Le dossier Zougam fait aujourd’hui figure de cas d’école étudié par tous les services antiterroristes, notamment en France. « Il est l’exemple parfait du terroriste passé maître dans l’art de la dissimulation, explique un haut responsable français de la lutte antiterroriste. Dans la sphère djihadiste, on appelle cette technique, la “taqiyya”. » De quoi s’agit-il ? Au départ, le concept est purement religieux. « La “taqiyya” a été articulée par des clercs chiites lorsque cette minorité de l’islam était pourchassée par des sunnites à certaines époques de l’histoire, explique le chercheur Mohamed-Ali Adraoui. Les savants se basaient souvent sur “les Abeilles”, une sourate du Coran qui légitime la dissimulation de la croyance. La “taqiyya” est une tactique consistant à faire mine d’abjurer sa foi quand on y est obligé pour survivre. » Valider religieusement le décalage entre l’apparence que l’on donne et ce que l’on a véritablement dans le cœur ? Une aubaine pour les djihadistes. « Dans la tête d’un terroriste, il y a l’idée que l’islam est attaqué, poursuit Mohamed-Ali Adraoui. Son devoir est de se défendre, et tout est permis pour triompher, même s’il faut pour ce faire ne respecter aucun des préceptes et rites de l’islam. »

 

Résumons en une phrase : un terroriste, pour réussir son action, doit dissimuler. Voilà une découverte qui a demandé un grand travail de recherche ! Dans d’autres pays et à d’autres époques, il est bien connu que les activistes armés avaient l’habitude d’annoncer publiquement leurs actions, de proclamer où et quand ils allaient poser des bombes, et de professer en public les thèses de leur organisation... Il n’y a évidemment que les musulmans « fourbes » pour dissimuler leurs convictions.

 

Ainsi, les djihadistes auraient publié un article titré « Qualités d’un assassin urbain », sorte de vademecum pour apprentis terroristes occidentaux. L’auteur, au pseudonyme évocateur de « Fils de l’assassinat », y exposait les rudiments de la taqiyya : le bon terroriste se caractérise par « son habileté à se fondre dans la société moderne [...], écrit-il. Il ressemble à un citoyen ordinaire habillé comme tout le monde. Au lieu d’apparaître radical en religion, il peut se couper ou se raser la barbe à un niveau acceptable dans la société où il vit ».Et de donner quelques conseils précis sur le comportement à avoir en société : « Parlez avec tout le monde. Plus vous êtes silencieux, plus vous apparaissez dangereux. »

 

Evidemment, le journaliste ne pouvait pas ne pas évoquer Merah :

 

Connu pour ses liens avec la mouvance djihadiste du Sud-Ouest, Merah cherche à sortir des radars.

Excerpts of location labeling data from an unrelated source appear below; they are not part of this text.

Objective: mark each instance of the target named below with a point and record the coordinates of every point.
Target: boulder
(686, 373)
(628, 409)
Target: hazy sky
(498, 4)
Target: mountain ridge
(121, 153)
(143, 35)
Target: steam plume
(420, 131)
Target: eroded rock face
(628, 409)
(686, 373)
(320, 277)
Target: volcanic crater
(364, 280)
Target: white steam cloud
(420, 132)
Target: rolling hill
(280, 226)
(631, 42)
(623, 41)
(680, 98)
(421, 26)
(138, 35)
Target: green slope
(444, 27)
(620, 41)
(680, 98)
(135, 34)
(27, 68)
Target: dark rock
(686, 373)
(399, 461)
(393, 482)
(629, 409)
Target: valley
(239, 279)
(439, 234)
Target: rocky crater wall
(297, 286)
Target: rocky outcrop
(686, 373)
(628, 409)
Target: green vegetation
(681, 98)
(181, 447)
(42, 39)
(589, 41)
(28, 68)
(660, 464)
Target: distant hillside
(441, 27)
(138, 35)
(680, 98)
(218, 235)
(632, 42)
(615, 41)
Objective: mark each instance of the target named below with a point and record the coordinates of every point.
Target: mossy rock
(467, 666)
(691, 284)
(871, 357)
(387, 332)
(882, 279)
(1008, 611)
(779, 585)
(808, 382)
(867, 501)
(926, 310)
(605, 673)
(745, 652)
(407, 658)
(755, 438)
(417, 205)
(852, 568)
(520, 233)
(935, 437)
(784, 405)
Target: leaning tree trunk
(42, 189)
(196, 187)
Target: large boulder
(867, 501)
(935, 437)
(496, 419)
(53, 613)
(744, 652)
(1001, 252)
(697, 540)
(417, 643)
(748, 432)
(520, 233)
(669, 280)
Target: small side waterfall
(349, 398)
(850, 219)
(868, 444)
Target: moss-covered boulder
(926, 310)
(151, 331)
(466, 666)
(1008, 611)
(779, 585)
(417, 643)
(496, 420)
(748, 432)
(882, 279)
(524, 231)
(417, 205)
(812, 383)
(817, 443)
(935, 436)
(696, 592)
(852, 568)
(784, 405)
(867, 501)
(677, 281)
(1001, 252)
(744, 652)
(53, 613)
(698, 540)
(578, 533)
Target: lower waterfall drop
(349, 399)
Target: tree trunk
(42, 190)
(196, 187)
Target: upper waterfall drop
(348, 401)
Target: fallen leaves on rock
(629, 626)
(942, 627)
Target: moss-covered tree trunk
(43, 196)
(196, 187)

Mis à part quelques altercations violentes et la conduite d’une moto sans permis, le jeune homme évite de se faire remarquer.

 

Là aussi, la différence est frappante avec, par exemple, les militants d’Action directe qui, au contraire, cherchaient à se faire repérer...

 

Et la conclusion est à la hauteur de l’article :

 

Retranché dans son appartement quelques heures avant d’être abattu les armes à la main, Merah lâchera au négociateur de la DCRI : « C’est pas l’argent le nerf de la guerre, c’est la ruse ! »

 

Là aussi, vous avez un comportement vraiment musulman. Ecrit il y a quelques milliers d’années et attribué à Sun Tzu, L’Art de la guerre définissait déjà la ruse comme un ingrédient essentiel de toute stratégie. Nul doute que Sun Tzu était déjà un musulman adepte de la taqiyya.